Publishers have welcomed the government’s new export strategy, which challenges firms to see exports as a proportion of UK GDP rise from 30% to 35%.
The international trade secretary Liam Fox laid out the targets in a speech on Tuesday (21st August), saying that while the UK punched above its weight in exports, with the value of goods and services shipped out of the UK at a record high of £620bn last year, it also punched “significantly below” its potential.
“Exports represent 30% of our GDP, which is broadly similar to France, Italy and Canada, but substantially behind Germany. Given all (our) strengths, we should be at the top of this pack, not in the middle,” he said, adding that the UK should “set its sights high” upon leaving the European Union.
To help businesses up their export capabilities, Baroness Fairhead, Minister for Trade and Export Promotion, said the government would encourage and inspire firms that have not started to export, provide them with information, advice and practical assistance on exporting and connect them to overseas buyers and markets using its networks in the UK and overseas.
Fairhead also pledged to “place finance at the heart of our offer.”
Working with trade associations and other export support providers would be “critical” to the delivery of the export strategy, she added.
“Raising our exports as a share of GDP from 30% to 35% is a formidable challenge, but the world is calling out for the quality goods and services the UK provides.
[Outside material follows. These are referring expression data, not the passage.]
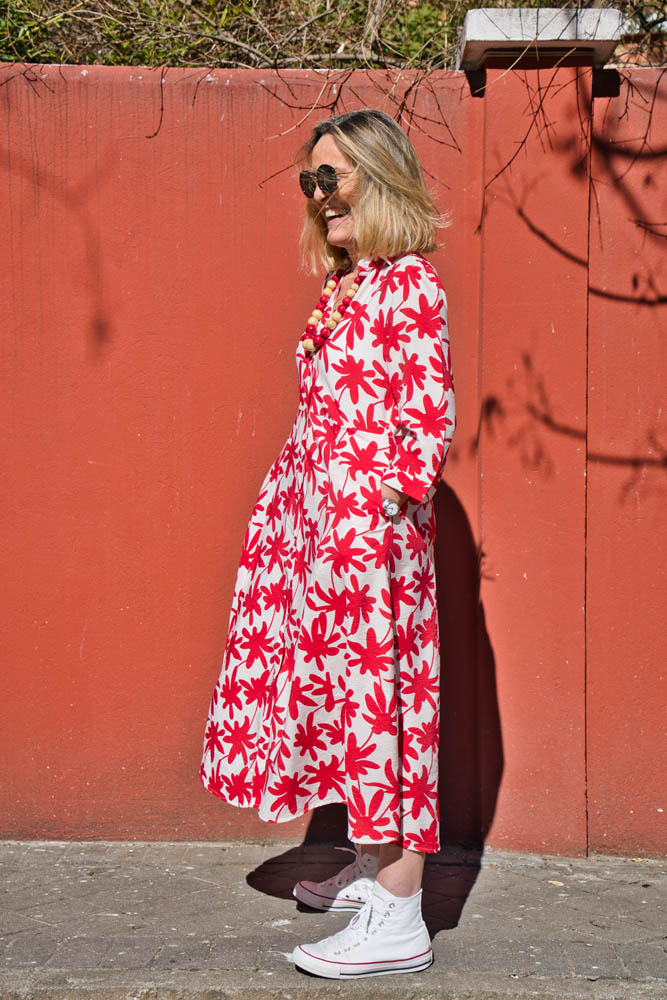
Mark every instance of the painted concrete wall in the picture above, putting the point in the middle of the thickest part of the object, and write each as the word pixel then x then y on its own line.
pixel 151 303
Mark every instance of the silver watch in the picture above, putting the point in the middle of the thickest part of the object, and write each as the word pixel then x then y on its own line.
pixel 390 507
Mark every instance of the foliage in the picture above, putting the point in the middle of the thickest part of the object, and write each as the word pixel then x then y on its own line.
pixel 270 33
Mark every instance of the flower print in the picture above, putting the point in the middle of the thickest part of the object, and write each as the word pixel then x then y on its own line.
pixel 256 644
pixel 238 788
pixel 407 639
pixel 420 686
pixel 256 688
pixel 428 630
pixel 352 376
pixel 335 732
pixel 322 687
pixel 275 596
pixel 277 549
pixel 329 684
pixel 408 749
pixel 331 602
pixel 316 644
pixel 422 792
pixel 430 417
pixel 361 460
pixel 413 375
pixel 328 775
pixel 371 654
pixel 286 791
pixel 307 738
pixel 238 739
pixel 366 422
pixel 416 543
pixel 400 593
pixel 215 781
pixel 424 584
pixel 381 548
pixel 359 604
pixel 364 821
pixel 344 506
pixel 229 692
pixel 359 759
pixel 213 742
pixel 387 333
pixel 382 716
pixel 426 840
pixel 299 695
pixel 392 787
pixel 356 321
pixel 427 734
pixel 343 554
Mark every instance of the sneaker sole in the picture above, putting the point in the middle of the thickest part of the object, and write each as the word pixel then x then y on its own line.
pixel 359 970
pixel 318 902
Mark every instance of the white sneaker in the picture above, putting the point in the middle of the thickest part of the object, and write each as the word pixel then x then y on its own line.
pixel 387 935
pixel 348 890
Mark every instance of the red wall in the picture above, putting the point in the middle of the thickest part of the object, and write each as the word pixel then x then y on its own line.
pixel 151 303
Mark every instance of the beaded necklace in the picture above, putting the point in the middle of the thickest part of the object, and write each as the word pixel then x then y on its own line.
pixel 312 340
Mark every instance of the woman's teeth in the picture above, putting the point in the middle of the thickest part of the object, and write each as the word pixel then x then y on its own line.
pixel 333 213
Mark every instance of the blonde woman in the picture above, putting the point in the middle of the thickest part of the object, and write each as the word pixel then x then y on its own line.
pixel 330 680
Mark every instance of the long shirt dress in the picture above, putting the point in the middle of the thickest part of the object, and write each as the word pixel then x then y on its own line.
pixel 330 678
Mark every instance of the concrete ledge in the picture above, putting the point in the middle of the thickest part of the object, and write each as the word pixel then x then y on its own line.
pixel 493 32
pixel 251 985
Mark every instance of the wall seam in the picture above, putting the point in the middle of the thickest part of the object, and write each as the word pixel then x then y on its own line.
pixel 586 453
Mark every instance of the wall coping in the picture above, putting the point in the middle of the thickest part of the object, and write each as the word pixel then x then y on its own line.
pixel 494 31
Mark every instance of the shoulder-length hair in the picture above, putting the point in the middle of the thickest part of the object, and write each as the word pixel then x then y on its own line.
pixel 394 213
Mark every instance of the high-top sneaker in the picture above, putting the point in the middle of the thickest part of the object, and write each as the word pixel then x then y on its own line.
pixel 348 890
pixel 387 935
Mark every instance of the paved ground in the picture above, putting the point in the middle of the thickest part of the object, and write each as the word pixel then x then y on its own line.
pixel 174 921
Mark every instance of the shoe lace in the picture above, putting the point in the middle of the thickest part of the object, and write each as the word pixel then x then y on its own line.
pixel 359 925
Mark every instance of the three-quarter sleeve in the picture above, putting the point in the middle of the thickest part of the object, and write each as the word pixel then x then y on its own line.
pixel 411 328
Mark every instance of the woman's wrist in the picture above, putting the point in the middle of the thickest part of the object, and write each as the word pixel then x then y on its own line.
pixel 392 494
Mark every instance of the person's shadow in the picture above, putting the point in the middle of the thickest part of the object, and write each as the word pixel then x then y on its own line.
pixel 471 755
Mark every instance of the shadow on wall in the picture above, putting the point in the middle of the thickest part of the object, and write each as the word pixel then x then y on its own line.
pixel 471 755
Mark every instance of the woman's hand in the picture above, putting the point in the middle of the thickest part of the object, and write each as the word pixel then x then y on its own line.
pixel 392 494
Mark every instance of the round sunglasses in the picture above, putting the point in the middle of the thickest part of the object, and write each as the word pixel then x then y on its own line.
pixel 325 178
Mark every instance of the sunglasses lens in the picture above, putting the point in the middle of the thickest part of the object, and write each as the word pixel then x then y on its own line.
pixel 308 182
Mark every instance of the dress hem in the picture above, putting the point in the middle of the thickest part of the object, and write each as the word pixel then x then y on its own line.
pixel 434 849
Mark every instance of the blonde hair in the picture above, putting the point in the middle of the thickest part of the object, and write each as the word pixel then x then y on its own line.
pixel 394 213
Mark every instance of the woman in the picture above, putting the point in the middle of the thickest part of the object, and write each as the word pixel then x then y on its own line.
pixel 330 681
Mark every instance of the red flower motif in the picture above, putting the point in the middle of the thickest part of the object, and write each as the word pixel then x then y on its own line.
pixel 307 738
pixel 382 716
pixel 422 792
pixel 372 655
pixel 329 776
pixel 285 793
pixel 359 759
pixel 421 686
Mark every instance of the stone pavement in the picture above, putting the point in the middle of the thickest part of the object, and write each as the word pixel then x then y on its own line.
pixel 173 921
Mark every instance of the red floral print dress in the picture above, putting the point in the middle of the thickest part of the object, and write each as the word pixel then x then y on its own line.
pixel 330 678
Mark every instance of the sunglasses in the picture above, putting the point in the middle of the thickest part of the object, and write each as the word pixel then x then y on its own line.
pixel 325 178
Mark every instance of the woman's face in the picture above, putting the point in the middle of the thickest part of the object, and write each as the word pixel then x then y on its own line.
pixel 337 208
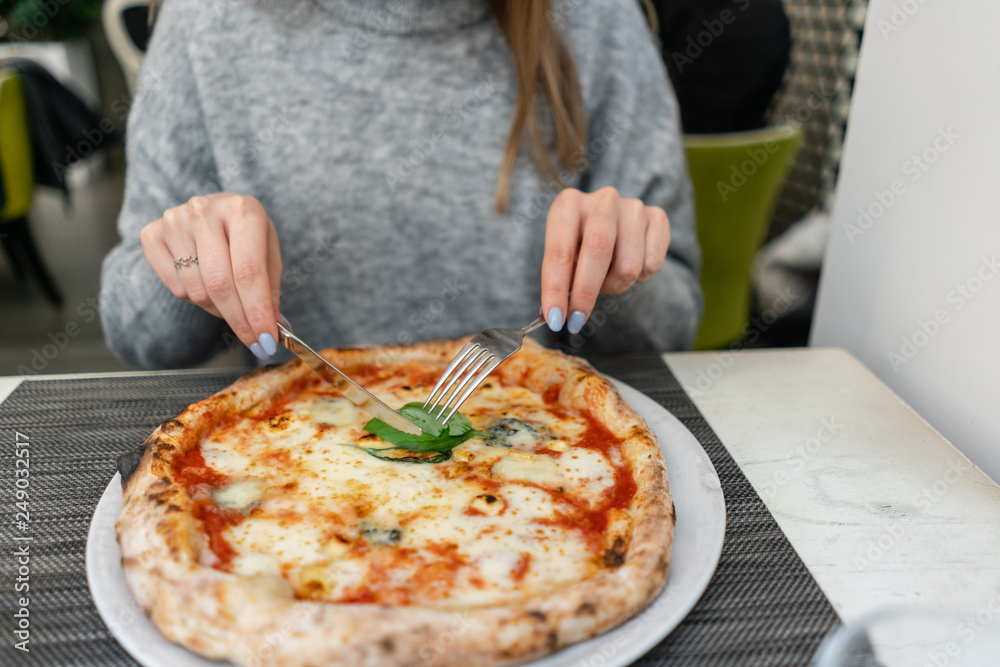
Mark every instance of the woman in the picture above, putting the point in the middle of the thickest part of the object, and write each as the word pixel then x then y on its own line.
pixel 400 170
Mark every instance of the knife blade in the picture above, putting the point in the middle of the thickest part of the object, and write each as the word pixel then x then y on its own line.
pixel 351 390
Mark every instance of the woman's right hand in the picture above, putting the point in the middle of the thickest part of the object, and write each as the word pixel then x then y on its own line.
pixel 238 272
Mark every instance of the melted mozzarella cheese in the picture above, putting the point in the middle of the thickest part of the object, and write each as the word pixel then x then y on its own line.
pixel 331 518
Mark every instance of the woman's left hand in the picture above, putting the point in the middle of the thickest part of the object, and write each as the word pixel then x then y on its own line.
pixel 597 242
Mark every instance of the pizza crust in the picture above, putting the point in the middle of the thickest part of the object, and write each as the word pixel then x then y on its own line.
pixel 257 620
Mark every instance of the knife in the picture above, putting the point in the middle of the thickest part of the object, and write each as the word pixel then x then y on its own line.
pixel 351 390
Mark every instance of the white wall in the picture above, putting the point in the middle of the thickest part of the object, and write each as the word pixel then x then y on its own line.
pixel 912 286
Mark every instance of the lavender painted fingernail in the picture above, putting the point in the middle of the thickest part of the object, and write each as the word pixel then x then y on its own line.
pixel 259 352
pixel 268 343
pixel 554 319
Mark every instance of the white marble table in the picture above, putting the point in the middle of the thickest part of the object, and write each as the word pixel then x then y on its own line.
pixel 881 509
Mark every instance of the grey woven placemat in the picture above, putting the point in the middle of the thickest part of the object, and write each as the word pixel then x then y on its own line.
pixel 762 607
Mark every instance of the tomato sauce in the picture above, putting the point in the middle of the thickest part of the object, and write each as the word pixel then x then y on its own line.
pixel 192 472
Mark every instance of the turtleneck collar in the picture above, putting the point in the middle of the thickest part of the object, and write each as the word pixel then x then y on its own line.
pixel 408 16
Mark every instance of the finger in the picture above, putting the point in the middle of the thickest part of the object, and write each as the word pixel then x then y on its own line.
pixel 657 241
pixel 274 267
pixel 248 227
pixel 217 274
pixel 562 239
pixel 630 247
pixel 180 242
pixel 600 230
pixel 159 258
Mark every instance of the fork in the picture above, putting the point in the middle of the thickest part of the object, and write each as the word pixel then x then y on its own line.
pixel 472 364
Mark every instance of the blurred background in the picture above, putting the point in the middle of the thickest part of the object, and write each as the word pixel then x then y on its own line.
pixel 764 185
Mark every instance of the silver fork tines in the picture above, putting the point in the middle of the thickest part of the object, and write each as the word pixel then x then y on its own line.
pixel 472 364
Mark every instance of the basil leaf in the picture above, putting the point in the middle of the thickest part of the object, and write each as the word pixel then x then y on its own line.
pixel 434 439
pixel 416 414
pixel 407 456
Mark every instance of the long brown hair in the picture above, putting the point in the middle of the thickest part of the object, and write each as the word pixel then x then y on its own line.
pixel 547 83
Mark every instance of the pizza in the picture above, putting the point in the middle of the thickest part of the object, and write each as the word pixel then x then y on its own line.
pixel 271 525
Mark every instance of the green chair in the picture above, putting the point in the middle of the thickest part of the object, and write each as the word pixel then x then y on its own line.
pixel 737 178
pixel 17 172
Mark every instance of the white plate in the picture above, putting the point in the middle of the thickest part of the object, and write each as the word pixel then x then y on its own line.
pixel 701 527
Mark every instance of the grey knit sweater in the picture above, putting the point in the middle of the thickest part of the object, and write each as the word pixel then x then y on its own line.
pixel 372 133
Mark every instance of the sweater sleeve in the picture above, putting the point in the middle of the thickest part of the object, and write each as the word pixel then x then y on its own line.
pixel 635 145
pixel 169 160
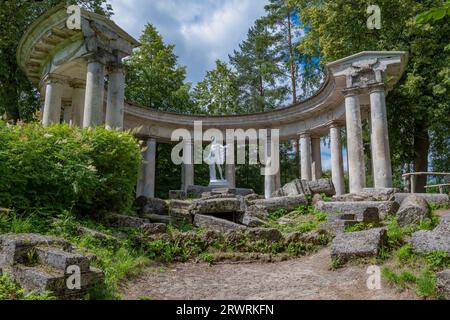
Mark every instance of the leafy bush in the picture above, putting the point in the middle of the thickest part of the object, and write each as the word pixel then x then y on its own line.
pixel 65 168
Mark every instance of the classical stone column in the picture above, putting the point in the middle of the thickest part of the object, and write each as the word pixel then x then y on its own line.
pixel 355 147
pixel 150 167
pixel 68 111
pixel 78 98
pixel 230 175
pixel 188 157
pixel 305 146
pixel 337 165
pixel 95 82
pixel 116 97
pixel 316 158
pixel 381 155
pixel 269 180
pixel 52 105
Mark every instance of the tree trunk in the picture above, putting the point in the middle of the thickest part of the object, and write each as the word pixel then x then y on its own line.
pixel 421 150
pixel 291 60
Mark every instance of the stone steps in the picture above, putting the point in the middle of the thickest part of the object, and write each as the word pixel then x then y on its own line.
pixel 40 263
pixel 60 259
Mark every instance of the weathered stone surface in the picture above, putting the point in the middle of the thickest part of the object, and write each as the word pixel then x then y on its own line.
pixel 197 191
pixel 431 198
pixel 264 234
pixel 40 263
pixel 210 237
pixel 337 226
pixel 367 243
pixel 123 221
pixel 155 206
pixel 251 221
pixel 288 203
pixel 313 237
pixel 443 283
pixel 213 223
pixel 40 279
pixel 252 197
pixel 316 199
pixel 303 187
pixel 177 195
pixel 158 218
pixel 322 186
pixel 369 194
pixel 60 259
pixel 14 248
pixel 384 207
pixel 214 206
pixel 154 228
pixel 179 212
pixel 414 210
pixel 94 233
pixel 438 239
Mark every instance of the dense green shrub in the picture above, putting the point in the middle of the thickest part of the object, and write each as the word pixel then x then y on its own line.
pixel 66 168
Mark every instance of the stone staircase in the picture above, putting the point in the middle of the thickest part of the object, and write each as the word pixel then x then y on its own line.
pixel 41 263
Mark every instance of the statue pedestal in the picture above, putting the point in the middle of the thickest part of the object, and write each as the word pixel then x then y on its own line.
pixel 218 184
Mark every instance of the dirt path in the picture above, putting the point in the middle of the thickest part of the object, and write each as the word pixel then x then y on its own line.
pixel 304 278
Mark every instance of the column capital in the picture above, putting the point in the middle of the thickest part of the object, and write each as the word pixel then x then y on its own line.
pixel 116 67
pixel 305 134
pixel 337 124
pixel 351 92
pixel 77 84
pixel 55 78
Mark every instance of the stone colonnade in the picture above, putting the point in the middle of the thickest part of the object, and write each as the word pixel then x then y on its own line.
pixel 86 108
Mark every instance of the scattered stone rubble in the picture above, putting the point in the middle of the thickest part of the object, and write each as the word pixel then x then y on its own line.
pixel 346 246
pixel 438 239
pixel 41 263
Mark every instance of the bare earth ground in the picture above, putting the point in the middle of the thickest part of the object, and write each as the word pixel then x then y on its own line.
pixel 306 278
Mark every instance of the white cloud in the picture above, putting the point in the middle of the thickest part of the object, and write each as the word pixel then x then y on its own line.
pixel 202 30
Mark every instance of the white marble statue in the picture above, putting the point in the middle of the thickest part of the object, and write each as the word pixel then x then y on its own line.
pixel 216 158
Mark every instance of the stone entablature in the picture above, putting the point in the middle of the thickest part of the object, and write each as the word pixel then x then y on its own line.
pixel 70 66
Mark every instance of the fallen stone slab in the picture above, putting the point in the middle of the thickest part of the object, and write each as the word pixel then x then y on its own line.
pixel 177 195
pixel 156 218
pixel 303 187
pixel 336 227
pixel 14 248
pixel 123 221
pixel 42 279
pixel 443 283
pixel 95 234
pixel 179 212
pixel 267 234
pixel 197 191
pixel 438 239
pixel 154 228
pixel 151 206
pixel 413 211
pixel 385 208
pixel 216 224
pixel 431 198
pixel 215 206
pixel 369 194
pixel 346 246
pixel 288 203
pixel 60 259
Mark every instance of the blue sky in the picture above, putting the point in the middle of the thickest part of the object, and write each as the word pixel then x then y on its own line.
pixel 201 30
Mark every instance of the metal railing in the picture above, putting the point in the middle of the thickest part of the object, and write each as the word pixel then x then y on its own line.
pixel 413 180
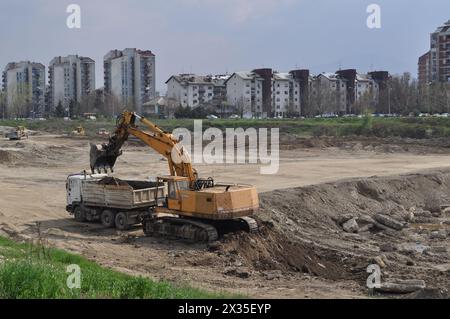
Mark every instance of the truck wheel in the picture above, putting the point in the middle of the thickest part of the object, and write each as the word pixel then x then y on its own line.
pixel 107 219
pixel 79 214
pixel 122 221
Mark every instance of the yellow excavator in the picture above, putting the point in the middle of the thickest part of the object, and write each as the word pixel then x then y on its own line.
pixel 194 208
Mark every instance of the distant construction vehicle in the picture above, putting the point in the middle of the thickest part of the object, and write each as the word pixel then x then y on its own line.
pixel 17 134
pixel 79 131
pixel 180 205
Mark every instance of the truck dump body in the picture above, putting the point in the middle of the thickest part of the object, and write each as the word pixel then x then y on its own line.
pixel 221 202
pixel 122 194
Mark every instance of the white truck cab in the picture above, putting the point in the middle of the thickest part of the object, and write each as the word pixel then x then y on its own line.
pixel 73 186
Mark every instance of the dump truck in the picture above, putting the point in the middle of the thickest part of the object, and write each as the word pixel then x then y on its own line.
pixel 116 203
pixel 194 208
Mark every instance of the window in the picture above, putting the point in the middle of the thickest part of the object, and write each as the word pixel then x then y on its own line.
pixel 183 185
pixel 172 190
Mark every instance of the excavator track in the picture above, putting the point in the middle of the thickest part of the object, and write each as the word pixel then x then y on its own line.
pixel 180 228
pixel 251 224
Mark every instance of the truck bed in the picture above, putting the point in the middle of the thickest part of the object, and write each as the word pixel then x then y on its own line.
pixel 135 194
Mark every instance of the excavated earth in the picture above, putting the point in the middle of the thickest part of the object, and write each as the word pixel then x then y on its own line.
pixel 303 249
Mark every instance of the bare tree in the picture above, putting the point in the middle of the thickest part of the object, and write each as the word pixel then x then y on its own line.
pixel 3 104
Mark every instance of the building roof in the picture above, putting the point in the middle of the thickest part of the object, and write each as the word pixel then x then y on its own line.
pixel 330 76
pixel 191 79
pixel 281 76
pixel 246 75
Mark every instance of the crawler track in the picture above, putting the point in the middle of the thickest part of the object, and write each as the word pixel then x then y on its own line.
pixel 180 228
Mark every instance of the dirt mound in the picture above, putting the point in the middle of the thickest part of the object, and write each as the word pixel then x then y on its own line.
pixel 302 230
pixel 270 250
pixel 8 157
pixel 430 294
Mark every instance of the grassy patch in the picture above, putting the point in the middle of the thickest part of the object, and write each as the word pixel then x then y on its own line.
pixel 379 127
pixel 32 271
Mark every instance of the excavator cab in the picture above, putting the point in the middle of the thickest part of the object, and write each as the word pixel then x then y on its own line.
pixel 194 207
pixel 175 184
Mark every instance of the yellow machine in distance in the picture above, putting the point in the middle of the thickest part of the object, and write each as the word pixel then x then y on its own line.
pixel 79 131
pixel 194 208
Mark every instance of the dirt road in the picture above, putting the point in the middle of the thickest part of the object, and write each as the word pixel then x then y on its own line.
pixel 32 189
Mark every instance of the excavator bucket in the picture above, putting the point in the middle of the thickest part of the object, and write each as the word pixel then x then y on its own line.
pixel 101 159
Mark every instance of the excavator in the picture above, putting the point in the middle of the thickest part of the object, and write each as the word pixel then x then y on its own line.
pixel 194 208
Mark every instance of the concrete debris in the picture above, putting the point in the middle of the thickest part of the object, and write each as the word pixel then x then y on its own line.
pixel 379 261
pixel 389 222
pixel 237 272
pixel 438 234
pixel 401 286
pixel 351 226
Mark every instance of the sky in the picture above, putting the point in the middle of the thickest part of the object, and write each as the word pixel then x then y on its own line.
pixel 224 36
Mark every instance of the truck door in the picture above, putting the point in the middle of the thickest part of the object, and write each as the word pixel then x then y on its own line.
pixel 174 199
pixel 73 186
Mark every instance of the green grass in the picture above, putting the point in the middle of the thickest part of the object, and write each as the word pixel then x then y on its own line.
pixel 379 127
pixel 36 272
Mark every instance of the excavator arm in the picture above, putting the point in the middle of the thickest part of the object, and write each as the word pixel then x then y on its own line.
pixel 104 156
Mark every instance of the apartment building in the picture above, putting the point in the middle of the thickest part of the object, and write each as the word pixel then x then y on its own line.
pixel 341 92
pixel 70 79
pixel 130 76
pixel 24 84
pixel 434 66
pixel 440 54
pixel 265 93
pixel 285 95
pixel 424 67
pixel 245 92
pixel 190 90
pixel 329 94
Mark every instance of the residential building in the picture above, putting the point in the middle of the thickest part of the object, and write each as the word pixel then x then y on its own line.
pixel 285 95
pixel 440 54
pixel 24 84
pixel 190 90
pixel 265 93
pixel 70 79
pixel 329 94
pixel 425 68
pixel 245 92
pixel 130 76
pixel 366 88
pixel 304 79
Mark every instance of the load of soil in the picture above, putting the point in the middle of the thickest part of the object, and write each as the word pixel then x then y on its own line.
pixel 136 185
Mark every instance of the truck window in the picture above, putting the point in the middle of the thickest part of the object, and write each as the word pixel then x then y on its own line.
pixel 172 190
pixel 183 185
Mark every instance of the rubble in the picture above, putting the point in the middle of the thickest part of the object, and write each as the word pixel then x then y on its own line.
pixel 389 222
pixel 398 286
pixel 351 226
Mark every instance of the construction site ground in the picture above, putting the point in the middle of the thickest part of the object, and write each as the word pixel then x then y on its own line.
pixel 301 251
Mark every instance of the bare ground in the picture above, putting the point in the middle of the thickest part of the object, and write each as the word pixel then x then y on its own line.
pixel 301 251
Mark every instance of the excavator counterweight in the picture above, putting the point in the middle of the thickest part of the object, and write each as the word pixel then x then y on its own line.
pixel 200 207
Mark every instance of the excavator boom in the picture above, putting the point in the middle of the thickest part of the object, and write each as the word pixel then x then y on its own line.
pixel 103 157
pixel 205 208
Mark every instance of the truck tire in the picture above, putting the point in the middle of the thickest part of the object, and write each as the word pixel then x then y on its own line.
pixel 122 221
pixel 108 219
pixel 79 214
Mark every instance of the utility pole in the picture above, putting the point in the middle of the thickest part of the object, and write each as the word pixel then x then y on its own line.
pixel 389 97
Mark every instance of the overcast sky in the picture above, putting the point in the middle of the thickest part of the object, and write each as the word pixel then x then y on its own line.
pixel 218 36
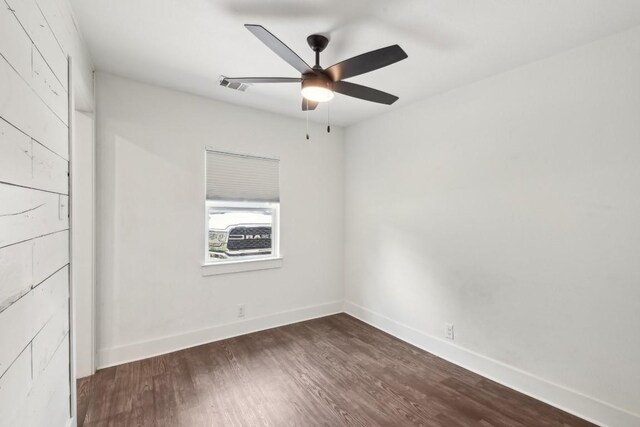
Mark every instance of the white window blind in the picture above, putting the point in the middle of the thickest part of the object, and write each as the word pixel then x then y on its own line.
pixel 241 177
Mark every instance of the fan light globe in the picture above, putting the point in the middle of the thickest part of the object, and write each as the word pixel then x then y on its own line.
pixel 317 93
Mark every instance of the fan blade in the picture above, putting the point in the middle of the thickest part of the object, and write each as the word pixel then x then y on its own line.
pixel 308 105
pixel 366 62
pixel 263 79
pixel 281 49
pixel 364 92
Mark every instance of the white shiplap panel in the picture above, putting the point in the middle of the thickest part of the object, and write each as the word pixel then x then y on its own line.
pixel 50 171
pixel 20 322
pixel 20 53
pixel 50 254
pixel 16 272
pixel 48 88
pixel 36 26
pixel 60 18
pixel 15 155
pixel 48 340
pixel 26 163
pixel 48 400
pixel 15 45
pixel 15 385
pixel 20 106
pixel 27 213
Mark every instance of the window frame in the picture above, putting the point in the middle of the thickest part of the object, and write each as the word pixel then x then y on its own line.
pixel 261 260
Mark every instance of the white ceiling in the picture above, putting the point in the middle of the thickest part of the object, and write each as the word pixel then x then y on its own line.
pixel 188 44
It’s an ideal time for us all to step up, work together, and answer that call,” she said.
The Publishers Association (PA) has welcomed the export target as “ambitious but achievable” if the government followed through on its pledged to engage support across Whitehall and business.
“UK publishing is a model of export success and with 60% of industry revenues now coming from overseas publishers understand the potential and the challenges of broad international markets,” Stephen Lotinga, c.e.o. of the PA said.
The focus on practical support for SMEs was welcome for small publishers along with the commitment to continuing the vital support they receive from the Tradeshow Access Programme (TAP) funding.
However, Lotinga added: “While the government’s commitment to work with trade associations is also welcome, this engagement must be meaningful and with a practical focus on enhancing and enforcing the IP rights that so many UK exporters depend on.”
The Federation of Small Businesses praised the government’s export aspiration but said more financial incentives, such as grants and "export vouchers", were needed which small companies could use to invest in things such as translation services or market research.
Publishers’ export sales were up 8% in 2017 to £3.4bn, accounting for 60% of total sales, according to the PA's annual Yearbook. The fall in the value of the pound after the UK’s decision to Brexit in June 2016 has helped UK businesses’ wares seem cheaper and more attractive to foreign buyers, including publishers' IP. However, speaking last month, Lotinga said another reason for publishers’ success overseas was UK creators’ IP being “in demand around the world”.
Altogether Europe accounted for 36% of the invoiced value of exports in 2017, down from 39% in 2013. East/South Asia saw its share of exports increase from 15% to 18% between 2013 and 2017, with the Other Americas share up from 5% to 8%. North America and Africa Sub-Sahara’s shares each fell by 1% point over the same period, while the Middle East/ North Africa and Australasia maintained 14% and 9% shares respectively.